Rheumatoid arthritis (RA) is a painful disease that can result in permanent damage to joints. In order to prevent this, doctors and rheumatologists prescribe each patient for a rheumatoid arthritis treatment regimen that consists of various types of drugs, combined with physical therapy.
Rheumatoid arthritis is an autoimmune disorder. In an autoimmune disorder, the immune system mistakes a body part as an invasive organism and damages it. In RA, the immune system perceives the lining tissue in the joints called synovium as a threat and attacks it.
The synovium not only provides a protective covering but also produces a fluid that keeps the joints lubricated, enabling them to move freely. RA attacks the synovium, causing inflammation and ultimately damaging this tissue.
If left untreated, the damage to the synovium could affect the cartilage and bones in the joint.
And so, it becomes imperative to detect the disease and make sure that it does not progress rapidly. There is, as of now, no cure for Rheumatoid Arthritis.
Yet, there are ways to prevent inflammation, pain and to slow down the disease and keep it in remission.

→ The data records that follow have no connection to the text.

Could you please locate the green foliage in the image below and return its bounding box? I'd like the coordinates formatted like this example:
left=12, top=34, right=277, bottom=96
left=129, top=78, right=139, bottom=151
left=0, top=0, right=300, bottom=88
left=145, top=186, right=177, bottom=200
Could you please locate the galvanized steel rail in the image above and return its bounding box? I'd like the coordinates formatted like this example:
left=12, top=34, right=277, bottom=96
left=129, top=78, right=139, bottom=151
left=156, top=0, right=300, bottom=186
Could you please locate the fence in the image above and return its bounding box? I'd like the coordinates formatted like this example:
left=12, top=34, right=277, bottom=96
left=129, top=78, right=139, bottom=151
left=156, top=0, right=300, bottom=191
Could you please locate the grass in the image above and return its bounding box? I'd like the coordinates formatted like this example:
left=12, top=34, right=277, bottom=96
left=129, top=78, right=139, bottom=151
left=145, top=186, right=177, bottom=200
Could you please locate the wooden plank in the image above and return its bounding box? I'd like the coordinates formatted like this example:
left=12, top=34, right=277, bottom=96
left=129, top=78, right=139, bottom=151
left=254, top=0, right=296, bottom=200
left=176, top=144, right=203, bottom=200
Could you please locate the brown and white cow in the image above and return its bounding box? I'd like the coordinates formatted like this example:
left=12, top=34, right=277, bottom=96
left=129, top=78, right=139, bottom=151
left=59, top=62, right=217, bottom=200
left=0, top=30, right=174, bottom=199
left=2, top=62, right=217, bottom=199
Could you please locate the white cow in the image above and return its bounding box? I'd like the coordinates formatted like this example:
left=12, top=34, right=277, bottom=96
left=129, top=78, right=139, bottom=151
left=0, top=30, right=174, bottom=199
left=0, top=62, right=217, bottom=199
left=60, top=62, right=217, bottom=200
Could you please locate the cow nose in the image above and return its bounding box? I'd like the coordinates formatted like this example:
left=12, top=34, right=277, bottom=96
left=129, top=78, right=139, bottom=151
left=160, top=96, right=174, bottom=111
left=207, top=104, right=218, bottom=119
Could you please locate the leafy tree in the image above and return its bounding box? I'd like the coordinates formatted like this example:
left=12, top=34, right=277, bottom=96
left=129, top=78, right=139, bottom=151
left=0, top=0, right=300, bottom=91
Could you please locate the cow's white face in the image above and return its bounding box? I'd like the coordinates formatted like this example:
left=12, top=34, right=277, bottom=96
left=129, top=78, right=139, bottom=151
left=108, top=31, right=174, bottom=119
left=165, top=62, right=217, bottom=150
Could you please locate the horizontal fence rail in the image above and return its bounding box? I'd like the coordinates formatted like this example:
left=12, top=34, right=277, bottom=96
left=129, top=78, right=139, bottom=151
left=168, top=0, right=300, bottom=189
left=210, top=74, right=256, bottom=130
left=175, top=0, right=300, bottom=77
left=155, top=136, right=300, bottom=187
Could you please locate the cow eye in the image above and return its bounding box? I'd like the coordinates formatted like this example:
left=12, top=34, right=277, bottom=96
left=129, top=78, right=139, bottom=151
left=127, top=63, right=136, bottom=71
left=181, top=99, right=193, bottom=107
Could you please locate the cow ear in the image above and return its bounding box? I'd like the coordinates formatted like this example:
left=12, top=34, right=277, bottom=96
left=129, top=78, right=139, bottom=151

Rheumatoid arthritis treatments
Rheumatoid arthritis treatments involve reducing pain, controlling inflammation, preventing the disease from progressing further or slowing it down, and putting the symptoms in remission.
The rheumatoid arthritis treatment starts with painkillers and anti-inflammatory drugs, to drugs that modify the course of the disease, and lets the patient enter long periods of remission (periods when there are no signs or symptoms of RA).
Analgesics and NSAIDs
Doctors first prescribe analgesics and Non Steroidal Anti Inflammatory Drugs (NSAIDs) to control pain and swelling. Over-the-counter NSAIDs like Ibuprofen as well as stronger prescription drugs might be advised.
If the patient is at risk for a stomach ulcer, alternative NSAIDs called COX-2 inhibitors can be prescribed.
Corticosteroids like prednisone can provide quick relief from inflammation and pain. However, because of the high risk of side effects, these are used as temporary medications, until the NSAIDs and DMARDs take effect.
Disease-Modifying Anti Rheumatic Drugs (DMARDs) can slow down or alter the course of the disease. DMARDs like methotrexate, leflunomide, and azathioprine work by targeting the immune system and the signals that trigger inflammation in the synovium.
They can slow down the damage caused by RA, and help extend the periods of remission, that is the period when there are no swellings or pain. They can also slow down the damage caused to the joints.
These are special types of DMARDs. Biologics like abatacept and anakinra target specific parts of the immune system that are responsible for producing an inflammatory response.
These drugs block the immune response in specific parts and thus avoid interfering with the entire defense mechanism of the body.
These are another type of DMARDs. They work by inhibiting the action of a family of enzymes known as Janus-kinase. This, in turn, interferes with the Janus-Kinase pathways that stimulate an immune response that causes inflammation.
Rheumatoid arthritis treatment plans
All these medications can help to control inflammation and pain. They also help slow down or halt the damage caused by the immune system in the joints. However, the problem with all these drugs are the side effects. They can cause adverse effects on other parts of the body like the heart, lungs etc.
Before prescribing the medicines, your doctor would study your condition, any other chronic diseases you might have, any adverse reactions you might have to certain medicines and so on. You would then be prescribed a set of drugs including NSAIDs and DMARDs. Your progress would be monitored and if you develop any adverse reactions, your medications may be changed.
In addition to various drugs, you need to consult with a physiotherapist. A physiotherapist would suggest certain exercises and therapies to help ease your inflammation and pain while helping to maintain flexibility in your joints, and strengthening your muscles.
You can be given a set of daily exercises that help you stretch your joints painlessly. This can also help retain flexibility in the joints despite the effects of RA. Special routines like exercising in a warm pool can help you easily complete the workouts, and also help to ease the pain.
As RA affects the ways you carry out normal tasks, a physical therapist might suggest alternative ways to perform those tasks. He may also suggest some assistive devices that can help make life easier. As most arthritis patients experience pain and stiffness in the leg joints, you might also be advised to use special footwear that provides better support for your feet and joints.
Rheumatoid arthritis is a chronic disease that eventually causes deformation in your joints and curbs your mobility.
A good regimen of drugs to curb pain and halt the progress of the condition, in combination with exercises, can be highly effective.
These rheumatoid arthritis treatments will help you get relief from swelling and pain and let you lead a normal life.